Exactly 22 weeks ago, one of my best friends on this planet and I sat down to record a podcast. We decided to call it The Margarita Confessionals, because we were covering the topics we always talked about over margaritas: dating, relationships, guys in general, and friendships. We were in her living room, sharing one microphone and praying that her dog wouldn’t see the mailman and start barking, thus ruining our audio. There were so many technical questions we didn’t have answers to, and we weren’t sure if anyone would even care about what we were about to record.
Since then we’ve invested hundreds of hours working on the 21 episodes of The Margarita Confessionals that have followed. This comes in the form of planning the shows, learning about how to improve our podcasting technique, promoting the show, and finding business partnerships that make sense for us. We’ve both had to shift energy away from other side projects.
Despite all that, starting The Margarita Confessionals has been the best thing I’ve done lately, and I think my bestie/co-host/business partner Ali would say the same. I always look forward to recording it. It’s a creative outlet. It’s gotten me more involved in my community. Our listener base is growing. We get e-mails from awesome people from all over the place who tell us they enjoy what we’re doing. And ultimately it lets me hang out and spend time with my friend. There are very few pursuits in life that check so many of those boxes.

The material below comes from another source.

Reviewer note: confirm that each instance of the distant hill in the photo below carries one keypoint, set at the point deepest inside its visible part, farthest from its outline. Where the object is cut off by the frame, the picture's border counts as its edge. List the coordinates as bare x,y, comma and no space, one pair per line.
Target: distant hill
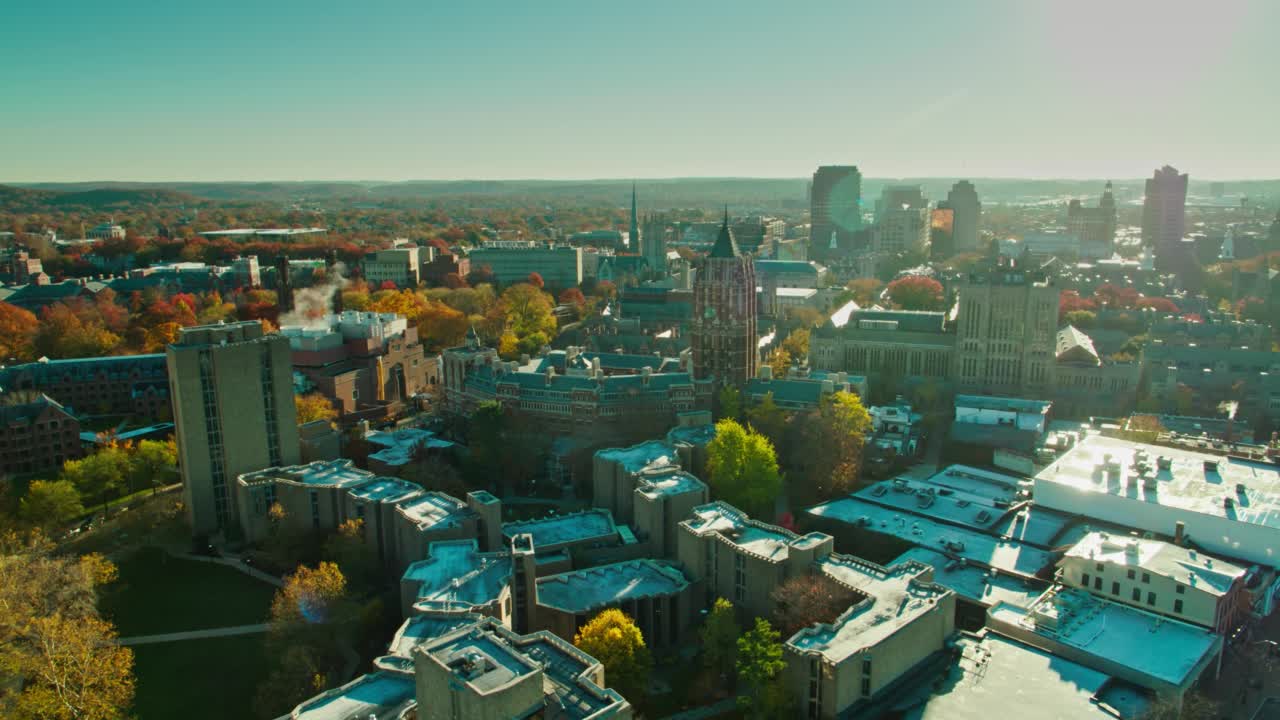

Our generation is full of people who want to be entrepreneurs. We want to chase our side hustles and find cool, new projects. That’s awesome. But picking those projects requires some thought. There are a lot of people who will tell you that you should focus on the venture that will make you the most money in the shortest amount of time. Zero in on that ROI, then go buy yourself a boat or something. Based on my podcast experience, I think exactly the opposite is true.
When you’re starting your own thing, whether it’s a boutique or a consulting business or anything in between, you’re putting in a lot of energy, brain power, and cash to get the project off the ground. If you don’t absolutely love what you’re doing, you’re going to stall out.
A few years back, a friend and I tried to get an online-based business going, but we realized we were both “meh” about the concept at its core. The first few weeks were fine because we had the excitement of this shiny, new project to focus on. Eventually though, planning meetings became a major chore and the whole thing quietly fizzled. It’s great to throw your energy behind a project that you know can make you money. You deserve to be paid for your efforts. But you should also pursue the thing that makes you feel fulfilled in some way. If you never earned a dollar in profit, would you still feel good about investing your energy into this project? Does it bring you joy?
So much of life is about what we have to do.
We have to find some way to support ourselves.
We have to pay taxes.
We have to respond to annoying “please advise” e-mails.
When you’re focusing on a side project, do it because you truly want to. This way, even if you don’t make a single dollar off of it, it’ll be a way to relax, learn something new, meet new people, and/or express yourself.